Friday, October 2, 2015

When you heard 10 dead in school shooting what was your first thought?




From BBC:


Nine people have been killed and seven injured in a shooting at a college in the US state of Oregon, say police.
The gunman, 26, opened fire at Umpqua Community College on Thursday morning and was killed in a police shootout.


You probably thought it was a lone shooter walking through a school and killing students and teachers. You probably did not think the perpetrator it was a jihadi terrorist. As things stand this morning, you were right.

Chris Harper Mercer, 26, has been identified as the shooter by several media outlets, including the New York Times, CNN, and CBS News, all citing law enforcement sources. At least one injured survivor reports that he asked Christians to stand up and then targeted them. Yet, I have not seen one news source, nor politician, describe this as a terrorist act. ShootingTracker.com lists 294 “mass shootings” so far this year in the U.S. We instantly draw upon our stereotypes to classify these acts as “terrorist” or “deranged.” 
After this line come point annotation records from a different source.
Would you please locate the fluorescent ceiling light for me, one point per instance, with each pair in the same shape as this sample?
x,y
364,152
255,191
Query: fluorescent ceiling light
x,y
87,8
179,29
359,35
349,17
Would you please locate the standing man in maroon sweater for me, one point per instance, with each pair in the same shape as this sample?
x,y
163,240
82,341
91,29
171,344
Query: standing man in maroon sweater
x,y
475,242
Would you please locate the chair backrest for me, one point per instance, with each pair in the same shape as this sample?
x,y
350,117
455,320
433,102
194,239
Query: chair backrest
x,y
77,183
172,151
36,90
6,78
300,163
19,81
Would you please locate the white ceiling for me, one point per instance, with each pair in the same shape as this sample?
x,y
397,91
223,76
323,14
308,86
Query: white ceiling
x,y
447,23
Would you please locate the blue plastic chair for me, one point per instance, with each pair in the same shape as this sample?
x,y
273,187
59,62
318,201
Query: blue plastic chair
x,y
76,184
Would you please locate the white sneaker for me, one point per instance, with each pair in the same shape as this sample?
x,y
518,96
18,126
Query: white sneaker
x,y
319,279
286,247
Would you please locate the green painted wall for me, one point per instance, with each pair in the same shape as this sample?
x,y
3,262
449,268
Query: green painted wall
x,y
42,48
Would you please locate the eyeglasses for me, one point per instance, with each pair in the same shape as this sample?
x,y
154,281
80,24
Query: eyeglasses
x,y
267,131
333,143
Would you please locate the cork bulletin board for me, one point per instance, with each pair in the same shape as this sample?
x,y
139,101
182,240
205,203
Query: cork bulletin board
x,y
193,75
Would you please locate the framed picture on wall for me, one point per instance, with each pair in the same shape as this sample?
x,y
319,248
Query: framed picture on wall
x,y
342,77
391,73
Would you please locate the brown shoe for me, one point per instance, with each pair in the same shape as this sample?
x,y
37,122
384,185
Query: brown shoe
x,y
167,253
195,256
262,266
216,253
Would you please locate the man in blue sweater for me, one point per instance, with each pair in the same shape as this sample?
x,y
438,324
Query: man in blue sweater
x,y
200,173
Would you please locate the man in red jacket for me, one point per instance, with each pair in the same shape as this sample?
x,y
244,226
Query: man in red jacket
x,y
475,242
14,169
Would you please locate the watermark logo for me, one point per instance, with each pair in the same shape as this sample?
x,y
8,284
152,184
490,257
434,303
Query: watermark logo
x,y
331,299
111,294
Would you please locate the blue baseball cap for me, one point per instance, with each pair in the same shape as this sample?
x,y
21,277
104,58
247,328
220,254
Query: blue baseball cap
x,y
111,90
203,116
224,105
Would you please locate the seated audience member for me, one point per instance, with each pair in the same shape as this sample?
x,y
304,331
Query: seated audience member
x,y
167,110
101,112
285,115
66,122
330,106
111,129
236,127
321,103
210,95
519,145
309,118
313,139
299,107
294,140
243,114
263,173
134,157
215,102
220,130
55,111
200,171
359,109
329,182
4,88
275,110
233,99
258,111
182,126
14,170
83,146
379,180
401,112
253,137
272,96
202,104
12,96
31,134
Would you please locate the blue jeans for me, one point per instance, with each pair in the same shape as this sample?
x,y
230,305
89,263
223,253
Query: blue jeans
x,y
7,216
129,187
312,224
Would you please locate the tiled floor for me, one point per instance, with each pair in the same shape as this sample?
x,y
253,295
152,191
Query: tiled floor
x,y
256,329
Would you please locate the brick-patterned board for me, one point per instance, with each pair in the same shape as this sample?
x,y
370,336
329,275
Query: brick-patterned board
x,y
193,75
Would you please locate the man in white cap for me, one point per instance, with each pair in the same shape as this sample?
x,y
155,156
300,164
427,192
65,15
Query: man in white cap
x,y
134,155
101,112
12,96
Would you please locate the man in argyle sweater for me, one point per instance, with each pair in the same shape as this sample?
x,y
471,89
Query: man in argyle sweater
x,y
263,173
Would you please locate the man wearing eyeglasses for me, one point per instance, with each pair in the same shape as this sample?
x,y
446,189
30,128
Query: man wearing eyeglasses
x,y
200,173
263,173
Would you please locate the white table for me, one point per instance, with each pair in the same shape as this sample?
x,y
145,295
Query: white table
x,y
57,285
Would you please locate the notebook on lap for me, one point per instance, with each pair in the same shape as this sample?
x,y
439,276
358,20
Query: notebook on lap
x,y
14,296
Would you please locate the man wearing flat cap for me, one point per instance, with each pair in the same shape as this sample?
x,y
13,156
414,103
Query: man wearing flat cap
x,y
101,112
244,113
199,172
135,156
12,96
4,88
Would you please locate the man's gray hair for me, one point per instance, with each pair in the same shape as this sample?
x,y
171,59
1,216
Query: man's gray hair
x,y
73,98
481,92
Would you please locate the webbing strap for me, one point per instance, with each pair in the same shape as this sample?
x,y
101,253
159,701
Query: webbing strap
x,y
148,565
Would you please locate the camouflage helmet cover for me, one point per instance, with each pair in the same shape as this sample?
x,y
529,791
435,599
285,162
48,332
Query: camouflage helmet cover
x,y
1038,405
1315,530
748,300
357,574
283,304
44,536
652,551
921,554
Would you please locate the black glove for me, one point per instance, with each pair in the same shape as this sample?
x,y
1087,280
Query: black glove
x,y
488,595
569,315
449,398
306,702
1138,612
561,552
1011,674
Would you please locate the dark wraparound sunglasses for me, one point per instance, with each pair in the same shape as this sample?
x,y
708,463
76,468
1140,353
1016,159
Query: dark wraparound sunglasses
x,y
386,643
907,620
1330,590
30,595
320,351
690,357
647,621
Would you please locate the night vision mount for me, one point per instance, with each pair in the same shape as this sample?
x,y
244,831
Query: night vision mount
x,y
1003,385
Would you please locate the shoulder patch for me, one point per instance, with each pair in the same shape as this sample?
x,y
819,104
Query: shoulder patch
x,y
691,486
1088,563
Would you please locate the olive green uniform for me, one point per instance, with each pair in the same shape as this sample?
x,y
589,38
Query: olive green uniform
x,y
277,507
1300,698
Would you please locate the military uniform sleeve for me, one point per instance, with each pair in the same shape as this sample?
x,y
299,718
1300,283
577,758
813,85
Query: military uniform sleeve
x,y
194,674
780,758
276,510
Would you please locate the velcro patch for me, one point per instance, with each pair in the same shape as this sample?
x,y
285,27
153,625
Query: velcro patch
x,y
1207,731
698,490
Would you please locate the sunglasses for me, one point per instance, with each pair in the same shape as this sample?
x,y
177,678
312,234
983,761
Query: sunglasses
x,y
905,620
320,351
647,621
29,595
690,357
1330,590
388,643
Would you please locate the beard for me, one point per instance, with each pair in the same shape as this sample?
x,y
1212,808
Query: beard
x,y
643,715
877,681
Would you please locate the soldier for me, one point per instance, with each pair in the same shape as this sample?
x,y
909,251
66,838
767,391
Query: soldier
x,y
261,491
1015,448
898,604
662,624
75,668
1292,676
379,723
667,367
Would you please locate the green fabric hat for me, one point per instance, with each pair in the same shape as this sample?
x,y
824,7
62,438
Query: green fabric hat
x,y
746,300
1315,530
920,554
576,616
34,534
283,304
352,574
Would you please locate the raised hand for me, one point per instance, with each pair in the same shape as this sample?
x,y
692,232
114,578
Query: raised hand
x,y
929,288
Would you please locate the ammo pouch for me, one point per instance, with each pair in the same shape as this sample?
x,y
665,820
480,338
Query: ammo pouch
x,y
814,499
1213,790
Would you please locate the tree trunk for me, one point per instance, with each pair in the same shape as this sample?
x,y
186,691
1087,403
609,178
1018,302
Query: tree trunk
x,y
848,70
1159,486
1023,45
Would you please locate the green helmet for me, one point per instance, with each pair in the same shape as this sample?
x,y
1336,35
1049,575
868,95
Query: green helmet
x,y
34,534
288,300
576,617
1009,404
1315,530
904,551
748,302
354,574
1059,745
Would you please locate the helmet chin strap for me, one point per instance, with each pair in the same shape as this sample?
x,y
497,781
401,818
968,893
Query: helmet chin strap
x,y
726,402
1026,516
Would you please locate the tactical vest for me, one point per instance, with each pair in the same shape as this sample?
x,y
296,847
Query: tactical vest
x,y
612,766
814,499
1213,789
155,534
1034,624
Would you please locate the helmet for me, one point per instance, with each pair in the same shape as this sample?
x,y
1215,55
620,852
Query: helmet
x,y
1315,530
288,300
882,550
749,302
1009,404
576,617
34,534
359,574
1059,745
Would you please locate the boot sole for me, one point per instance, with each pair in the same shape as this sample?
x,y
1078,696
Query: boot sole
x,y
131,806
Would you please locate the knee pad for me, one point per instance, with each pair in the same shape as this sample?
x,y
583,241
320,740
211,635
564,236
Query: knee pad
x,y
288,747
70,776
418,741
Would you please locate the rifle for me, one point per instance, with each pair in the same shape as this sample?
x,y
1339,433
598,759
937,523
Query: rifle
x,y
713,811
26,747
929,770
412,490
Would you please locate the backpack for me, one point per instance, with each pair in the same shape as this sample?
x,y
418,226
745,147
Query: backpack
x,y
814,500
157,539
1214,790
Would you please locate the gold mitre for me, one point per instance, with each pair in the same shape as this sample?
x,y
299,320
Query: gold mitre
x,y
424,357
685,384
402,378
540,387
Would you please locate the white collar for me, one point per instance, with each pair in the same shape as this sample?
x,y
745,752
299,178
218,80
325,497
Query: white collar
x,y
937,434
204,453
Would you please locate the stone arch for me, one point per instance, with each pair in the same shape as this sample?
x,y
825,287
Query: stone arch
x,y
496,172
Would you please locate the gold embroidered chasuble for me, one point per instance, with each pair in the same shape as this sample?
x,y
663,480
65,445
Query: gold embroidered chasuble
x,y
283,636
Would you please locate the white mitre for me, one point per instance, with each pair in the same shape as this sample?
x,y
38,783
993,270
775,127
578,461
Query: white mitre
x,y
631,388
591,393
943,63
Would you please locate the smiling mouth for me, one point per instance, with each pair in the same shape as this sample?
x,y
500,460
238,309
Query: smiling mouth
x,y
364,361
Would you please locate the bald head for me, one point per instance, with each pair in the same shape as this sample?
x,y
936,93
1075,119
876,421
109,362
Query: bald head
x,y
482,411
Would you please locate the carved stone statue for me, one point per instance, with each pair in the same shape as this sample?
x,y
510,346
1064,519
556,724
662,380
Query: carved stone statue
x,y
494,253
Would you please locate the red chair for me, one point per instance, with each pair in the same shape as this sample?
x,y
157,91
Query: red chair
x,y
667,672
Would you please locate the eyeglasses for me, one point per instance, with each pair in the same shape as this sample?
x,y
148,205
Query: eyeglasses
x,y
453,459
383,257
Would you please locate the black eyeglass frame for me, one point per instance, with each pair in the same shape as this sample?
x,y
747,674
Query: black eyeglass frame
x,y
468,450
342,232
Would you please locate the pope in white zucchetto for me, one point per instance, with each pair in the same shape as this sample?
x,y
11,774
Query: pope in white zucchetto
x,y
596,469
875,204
Deconstructed, it’s very difficult to tell the difference between a heinous event like the nine murders yesterday in Oregon and the single murder of Nathan Cirillo on Oct 22, 2014. Place, victim, weapon, religious belief, clothing… Humans love to categorize and we draw upon all sorts of things to place events into categories. But, our categories may not make sense
.
Categories matter. Chris Harper Mercer seems to have posted various clues online. More will come out in the coming days, I’m sure. Still, nobody has yet called this a failure of intelligence agencies because nobody wants to place Mercer into the terrorist category. What is the difference between what Mercer did yesterday and what Ivan Lopez did at Fort Hood in 2014 or what Nidal Mailk Hasan did at Fort Hood in 2009? Very little other than motive – Hasan was a solider of Allah.

Is a motive, conceived in a disturbed mind,  the sole determination of whether we classify an act as terrorist v. deranged?